It’s the middle of November and winter is well and truly upon us: the clocks have gone back (how is it the dead of night at 4.30? Just HOW), my Halloween eyelashes are back in their box for another year*, and dogs around the country can yelp a sigh of relief as the last sparkler gets stubbed out by a teenager on the back of a neighbour’s wall. This can only mean one thing. Hit it, Bing.
Well, yes, it is beginning to look a lot like Christmas because, thanks to our national obsession with television the Christmas advert has become unavoidable. They have become the topic of magazine articles, blogs and #newsfeeds. From the sentimental (John Lewis’ loved up snowmen with a peculiar choice of presents) to the scantily clad and questionably edited (See M&S’ contribution) to the downright sexist. Yes, Asda, I’m pointing my feminist finger at you.
To those who aren’t glued to the rollercoaster ride that is the X-Factor Weekend (will it be Ella? Which member of Union J is the least offensive looking? Can Jahmene hold it together this week?**) and therefore haven’t been privy to ITV’s barrage of commercials (or ceebs to click on this link) here is a quick run-down of the advert in question. We see a relatively young woman choosing a tree with what we perceive to be her other half. The scene slowly degenerates into showing her run around like a proverbial headless chicken with a baby on one arm and a box of crackers in the other, sacrificing the real chair for a puff to eat the Christmas dinner she’s slaved over, only to sit down with a glass of wine and have her husband ask in a hilarious aside: “what’s for tea love?” The final blow is dealt with the tagline: “Behind every Christmas, there’s Mum.”
Well, this just sums it up really. At best (and if this is best, imagine how bad worst is), the advert is just monumentally short-sighted: ignoring the millions of people in Britain whose family don’t fit the nuclear-2.3-kids-semi-detatched-house mould. The advert is nonsensical and, quite frankly, upsetting to gay families, single parents and people with no kids at all.
At worst, it’s an advert endorsing some of the worst traditionalist and misogynist opinions of women in the home. It’s an advert which celebrates women as shouldering all the domestic burdens.

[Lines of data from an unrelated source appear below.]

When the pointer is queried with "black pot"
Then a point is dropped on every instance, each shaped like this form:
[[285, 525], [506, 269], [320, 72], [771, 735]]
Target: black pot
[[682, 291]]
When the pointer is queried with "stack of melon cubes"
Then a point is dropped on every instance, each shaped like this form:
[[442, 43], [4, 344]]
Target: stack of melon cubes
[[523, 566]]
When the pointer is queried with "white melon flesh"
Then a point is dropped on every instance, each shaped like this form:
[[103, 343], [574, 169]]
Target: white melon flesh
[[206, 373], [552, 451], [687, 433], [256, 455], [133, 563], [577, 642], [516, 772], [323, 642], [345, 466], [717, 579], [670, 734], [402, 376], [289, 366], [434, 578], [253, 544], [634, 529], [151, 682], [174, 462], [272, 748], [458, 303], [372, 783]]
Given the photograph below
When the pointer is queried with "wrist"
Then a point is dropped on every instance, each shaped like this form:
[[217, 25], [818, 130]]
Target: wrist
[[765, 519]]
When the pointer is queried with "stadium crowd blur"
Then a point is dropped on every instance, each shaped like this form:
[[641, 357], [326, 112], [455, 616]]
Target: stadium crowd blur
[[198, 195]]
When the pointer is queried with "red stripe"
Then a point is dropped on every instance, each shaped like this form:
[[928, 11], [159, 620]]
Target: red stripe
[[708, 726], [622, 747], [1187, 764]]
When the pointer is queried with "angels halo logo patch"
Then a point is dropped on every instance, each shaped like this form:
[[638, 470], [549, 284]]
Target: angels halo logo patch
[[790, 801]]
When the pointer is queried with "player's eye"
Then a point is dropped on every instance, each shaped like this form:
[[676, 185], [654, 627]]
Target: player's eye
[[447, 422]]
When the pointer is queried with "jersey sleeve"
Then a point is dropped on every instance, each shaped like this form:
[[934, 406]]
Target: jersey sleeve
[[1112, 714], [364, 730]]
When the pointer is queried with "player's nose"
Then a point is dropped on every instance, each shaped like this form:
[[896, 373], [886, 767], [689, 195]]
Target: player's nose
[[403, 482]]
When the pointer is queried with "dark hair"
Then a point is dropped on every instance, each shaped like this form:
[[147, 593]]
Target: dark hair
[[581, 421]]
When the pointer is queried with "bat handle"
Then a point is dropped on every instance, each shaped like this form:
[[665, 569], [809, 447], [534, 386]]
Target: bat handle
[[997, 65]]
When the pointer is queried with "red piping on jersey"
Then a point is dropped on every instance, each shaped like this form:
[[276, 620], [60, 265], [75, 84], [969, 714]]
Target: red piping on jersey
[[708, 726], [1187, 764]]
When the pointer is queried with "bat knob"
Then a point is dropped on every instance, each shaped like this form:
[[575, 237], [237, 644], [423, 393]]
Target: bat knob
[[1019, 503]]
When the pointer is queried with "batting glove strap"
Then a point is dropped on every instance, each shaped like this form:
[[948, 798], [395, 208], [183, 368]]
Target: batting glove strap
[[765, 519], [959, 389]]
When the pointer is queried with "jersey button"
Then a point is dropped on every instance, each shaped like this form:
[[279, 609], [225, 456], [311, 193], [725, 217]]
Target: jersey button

It’s an advert which, after all, says it’s totally fine that women’s place in the modern household is very much still situated in the 1950’s as its all they can cope with, and men are only good for putting the tree in the car and metaphorical pats-on-the-head in the form of bad jokes. On top of that, she remains looking young and unflappable throughout: suggesting that women are expected to do all the work and still look attractive at the end of it. Moreover, dialogue about the advert, with the exception of the Guardian, tends to be that the ‘handful’ of people who did complain overreacted, made more frustrating by the fact that many put the word sexist in inverted commas.
Perhaps I am overreacting. “Chill out Cat”, I hear you cry, “it’s just an advert”. But the truth is that anyone with a TV set is bound to stumble across this footage, to the extent where “the Xmas Ad” practically becomes a defining factor in what it means to have a modern British Christmas. There just isn’t room for another generation of young people thinking that it’s OK for women to undertake this outdated and ridiculous role within the family unit, and the backlash against the criticism just isn’t helping. And that, my friends, is the Asda price*** of an advert which has nothing Christmassy about it.
*They are fabulous. They look like someone stuck pins in my eyes.
** Meh, meh and almost certainly not.
*** Please forgive the outrageous pun.